* Term Frequency – Inverse Document Frequency(tf-idf)is a method to evaluate the importance of a specific word in a document
* It converts the textual representation of information into a Vector Space Model (VSM), or into sparse features,
* VSM is an algebraic model representing textual information as a vector, the components of this vector could represent the importance of a term (tf–idf) or even the absence or presence (Bag of Words) of it in a document

In [13]:
from sklearn.feature_extraction.text import CountVectorizer

In [14]:
train_set = ("The sky is blue.", "The sun is bright.")
test_set = ("The sun in the sky is bright.", "We can see the shining sun, the bright sun.")

In [38]:
count_vectorizer = CountVectorizer(stop_words='english')
count_vectorizer.fit_transform(train_set)
print ("Vocabulary:", count_vectorizer.vocabulary_)

Vocabulary: {'sky': 2, 'blue': 0, 'sun': 3, 'bright': 1}


In [39]:
freq_term_matrix = count_vectorizer.transform(test_set)
print(freq_term_matrix.todense())

[[0 1 1 1]
 [0 1 0 2]]


In [40]:
from sklearn.feature_extraction.text import TfidfTransformer

In [41]:
tfidf = TfidfTransformer(norm="l2") #refers to Euclidean norm: https://en.wikipedia.org/wiki/Norm_%28mathematics%29#Euclidean_norm
tfidf.fit(freq_term_matrix)

TfidfTransformer(norm='l2', smooth_idf=True, sublinear_tf=False, use_idf=True)

In [45]:
#print("IDF:", tfidf.idf_)

In [46]:
#print("IDF:", tfidf.get_params)

In [44]:
tf_idf_matrix = tfidf.transform(freq_term_matrix)
print(tf_idf_matrix.toarray())

[[ 0.          0.50154891  0.70490949  0.50154891]
 [ 0.          0.4472136   0.          0.89442719]]


#### Notes:
* Tf means term-frequency while tf-idf means term-frequency times inverse document-frequency.
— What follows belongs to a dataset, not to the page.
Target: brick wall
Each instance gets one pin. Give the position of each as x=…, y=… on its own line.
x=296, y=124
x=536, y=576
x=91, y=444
This is a common term weighting scheme in information retrieval.
* The  goal is to scale down the impact of tokens that occur very frequently in a given corpus and that are hence empirically less informative than features that occur in a small fraction of the training corpus.
* It scales up frequent terms and scales down rare terms which are empirically more informative than the high frequency terms.
* A term that occurs 10 times more than another isn’t 10 times more important than it, that’s why tf-idf uses the logarithmic scale to do that.